CoNLoCNN: Exploiting Correlation and Non-Uniform Quantization for
Energy-Efficient Low-precision Deep Convolutional Neural Networks
- URL: http://arxiv.org/abs/2208.00331v1
- Date: Sun, 31 Jul 2022 01:34:56 GMT
- Title: CoNLoCNN: Exploiting Correlation and Non-Uniform Quantization for
Energy-Efficient Low-precision Deep Convolutional Neural Networks
- Authors: Muhammad Abdullah Hanif, Giuseppe Maria Sarda, Alberto Marchisio,
Guido Masera, Maurizio Martina, Muhammad Shafique
- Abstract summary: We propose a framework to enable energy-efficient low-precision deep convolutional neural network inference by exploiting non-uniform quantization of weights.
We also propose a novel data representation format, Encoded Low-Precision Binary Signed Digit, to compress the bit-width of weights.
- Score: 13.520972975766313
- License: http://arxiv.org/licenses/nonexclusive-distrib/1.0/
- Abstract: In today's era of smart cyber-physical systems, Deep Neural Networks (DNNs)
have become ubiquitous due to their state-of-the-art performance in complex
real-world applications.

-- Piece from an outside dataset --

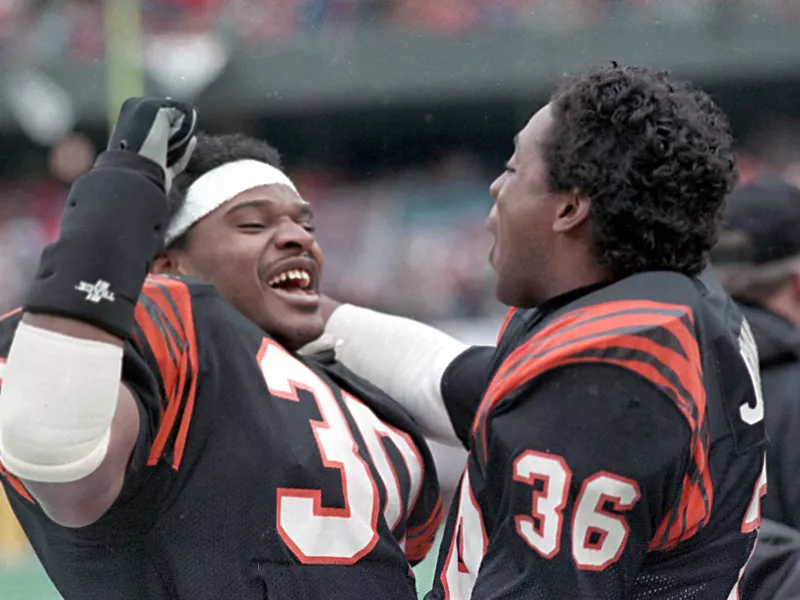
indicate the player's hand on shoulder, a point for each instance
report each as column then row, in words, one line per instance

The high computational complexity of these networks,
which translates to increased energy consumption, is the foremost obstacle
towards deploying large DNNs in resource-constrained systems. Fixed-Point (FP)
implementations achieved through post-training quantization are commonly used
to curtail the energy consumption of these networks. However, the uniform
quantization intervals in FP restrict the bit-width of data structures to large
values due to the need to represent most of the numbers with sufficient
resolution and avoid high quantization errors. In this paper, we leverage the
key insight that (in most of the scenarios) DNN weights and activations are
mostly concentrated near zero and only a few of them have large magnitudes. We
propose CoNLoCNN, a framework to enable energy-efficient low-precision deep
convolutional neural network inference by exploiting: (1) non-uniform
quantization of weights enabling simplification of complex multiplication
operations; and (2) correlation between activation values enabling partial
compensation of quantization errors at low cost without any run-time overheads.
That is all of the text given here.